I see your point and I admit I reacted in a knee-jerk fashion. In general,from editors like You and John Cooley I expect less exaggeration and more real data. The newsletter from EDA companies are already, pretty good at exaggeration!!!

Another comment, which is all marketing and no truth is "The company cites benchmarks that indicate the parallel architecture offers run times that increase in a linear fashion with the size of the design". If the run time scales linearly with design size, that means all of their algorithms that process the design, have linear time-complexity. I am not sure if any EDA algorithm runs in *linear fashion*.

-Developer (who does not work for mentor)



at 7/28/2006 12:51:13 PM, Mr Brightside said:
I disagree... if you look at the global problem for things like placement, etc they are not linear, right. But if you apply a hueristic to it and can linearize it over a small subset, than that is the same thing. Divide and conquer.

Take PNR. If you place a design flat, ya it doesn't grow linearly. But if you partition it and run the partitions in parallel then you can get linear growth by running all partitions in parallel and then just dealing with the corner cases. This is something we've all been doing for years with a hierarchical design style.

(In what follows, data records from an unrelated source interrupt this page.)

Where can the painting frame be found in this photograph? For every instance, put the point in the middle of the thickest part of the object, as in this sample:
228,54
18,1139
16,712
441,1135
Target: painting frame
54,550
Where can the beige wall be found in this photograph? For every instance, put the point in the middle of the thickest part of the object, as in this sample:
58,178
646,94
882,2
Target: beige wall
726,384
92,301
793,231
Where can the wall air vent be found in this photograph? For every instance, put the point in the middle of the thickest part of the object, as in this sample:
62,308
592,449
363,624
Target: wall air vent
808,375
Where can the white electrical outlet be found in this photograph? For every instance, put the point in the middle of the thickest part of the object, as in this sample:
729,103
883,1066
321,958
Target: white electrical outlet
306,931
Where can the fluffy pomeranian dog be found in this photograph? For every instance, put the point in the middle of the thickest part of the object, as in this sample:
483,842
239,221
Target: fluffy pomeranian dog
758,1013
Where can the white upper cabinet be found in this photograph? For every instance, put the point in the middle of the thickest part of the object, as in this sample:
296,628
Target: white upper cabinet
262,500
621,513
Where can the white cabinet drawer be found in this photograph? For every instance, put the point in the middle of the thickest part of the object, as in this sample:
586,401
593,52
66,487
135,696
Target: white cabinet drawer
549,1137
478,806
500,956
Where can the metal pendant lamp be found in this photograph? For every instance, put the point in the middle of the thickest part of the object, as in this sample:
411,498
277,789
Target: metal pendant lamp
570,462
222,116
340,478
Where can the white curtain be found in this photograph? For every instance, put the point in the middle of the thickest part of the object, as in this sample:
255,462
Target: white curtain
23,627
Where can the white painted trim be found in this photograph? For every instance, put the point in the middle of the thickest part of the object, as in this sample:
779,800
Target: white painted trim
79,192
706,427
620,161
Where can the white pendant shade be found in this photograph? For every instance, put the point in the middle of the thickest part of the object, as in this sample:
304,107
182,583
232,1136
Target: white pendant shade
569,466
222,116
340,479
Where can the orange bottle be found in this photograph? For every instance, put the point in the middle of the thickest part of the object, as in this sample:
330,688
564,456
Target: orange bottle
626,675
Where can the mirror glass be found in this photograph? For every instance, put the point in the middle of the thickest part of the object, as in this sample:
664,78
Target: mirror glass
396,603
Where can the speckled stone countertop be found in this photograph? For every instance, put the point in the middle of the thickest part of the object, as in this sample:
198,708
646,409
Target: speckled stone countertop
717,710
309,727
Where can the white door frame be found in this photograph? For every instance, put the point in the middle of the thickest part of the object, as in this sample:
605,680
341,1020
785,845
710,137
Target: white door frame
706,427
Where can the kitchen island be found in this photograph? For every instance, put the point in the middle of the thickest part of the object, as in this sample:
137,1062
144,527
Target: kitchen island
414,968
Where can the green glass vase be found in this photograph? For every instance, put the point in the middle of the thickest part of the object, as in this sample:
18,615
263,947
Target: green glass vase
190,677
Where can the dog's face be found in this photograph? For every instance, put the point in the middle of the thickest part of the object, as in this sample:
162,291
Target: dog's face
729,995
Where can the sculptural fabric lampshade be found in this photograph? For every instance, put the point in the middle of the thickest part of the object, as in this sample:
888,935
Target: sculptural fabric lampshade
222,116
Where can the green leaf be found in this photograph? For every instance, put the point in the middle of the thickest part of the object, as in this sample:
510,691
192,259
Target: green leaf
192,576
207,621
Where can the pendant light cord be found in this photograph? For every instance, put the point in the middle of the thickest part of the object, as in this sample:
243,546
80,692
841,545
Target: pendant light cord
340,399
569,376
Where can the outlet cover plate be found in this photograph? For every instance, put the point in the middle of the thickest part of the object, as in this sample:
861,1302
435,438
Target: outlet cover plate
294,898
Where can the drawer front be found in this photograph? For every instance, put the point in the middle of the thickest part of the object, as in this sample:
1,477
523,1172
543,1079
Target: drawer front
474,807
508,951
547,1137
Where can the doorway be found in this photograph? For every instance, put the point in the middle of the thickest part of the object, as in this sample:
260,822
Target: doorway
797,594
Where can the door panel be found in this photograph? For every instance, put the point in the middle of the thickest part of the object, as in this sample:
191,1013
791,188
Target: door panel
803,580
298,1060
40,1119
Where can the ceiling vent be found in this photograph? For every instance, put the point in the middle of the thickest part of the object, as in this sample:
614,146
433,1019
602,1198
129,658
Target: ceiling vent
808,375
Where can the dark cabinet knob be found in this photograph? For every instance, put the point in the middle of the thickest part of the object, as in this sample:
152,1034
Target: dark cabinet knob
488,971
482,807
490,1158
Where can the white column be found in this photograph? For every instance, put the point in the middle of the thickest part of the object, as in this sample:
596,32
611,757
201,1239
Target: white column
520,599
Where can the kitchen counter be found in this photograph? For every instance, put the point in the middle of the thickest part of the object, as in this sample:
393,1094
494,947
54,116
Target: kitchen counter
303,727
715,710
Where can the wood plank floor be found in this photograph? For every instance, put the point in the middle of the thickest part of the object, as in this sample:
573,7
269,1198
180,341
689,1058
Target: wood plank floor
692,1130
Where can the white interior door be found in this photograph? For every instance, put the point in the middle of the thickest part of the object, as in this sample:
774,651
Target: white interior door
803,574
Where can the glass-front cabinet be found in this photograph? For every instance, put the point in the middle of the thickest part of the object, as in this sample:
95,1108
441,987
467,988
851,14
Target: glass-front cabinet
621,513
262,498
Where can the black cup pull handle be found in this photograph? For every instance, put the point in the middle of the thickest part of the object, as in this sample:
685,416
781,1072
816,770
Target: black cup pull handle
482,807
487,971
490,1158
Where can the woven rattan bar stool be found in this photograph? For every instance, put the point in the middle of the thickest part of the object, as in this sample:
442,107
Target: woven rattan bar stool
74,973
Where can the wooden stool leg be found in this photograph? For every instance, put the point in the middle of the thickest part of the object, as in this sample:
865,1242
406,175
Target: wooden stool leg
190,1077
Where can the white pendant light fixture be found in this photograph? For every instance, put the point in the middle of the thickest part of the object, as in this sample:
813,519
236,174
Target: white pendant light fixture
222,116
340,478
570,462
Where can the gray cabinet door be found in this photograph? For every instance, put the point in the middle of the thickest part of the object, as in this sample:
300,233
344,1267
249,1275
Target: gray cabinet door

Taking a chip and PNRing it as a group of spacially diverse blocks greatly speeds up runtime as you don't get hit by the high end "non linear" growth problem.

DRC is the same way, even better, as the interactions are not nearly as nasty as placement... the partitioning is done for you, just do it spacially if you want (or if you are smarter spacially across hierarchy). The only corner cases are halo rules (for example, metal density) at the boundaries.

Yes, at some point you get diminishing returns, but DRC has been shown to be able to scale fairly nicely (see my post at ESNUG) if implemented properly. Ya, it might not scale linearly to 1000 CPU, but if you look at the subset of what people might want to run, then its "damned near linear". Plus, at some point do you want to add 100 more CPUs to go from 30 minutes to 15 minutes?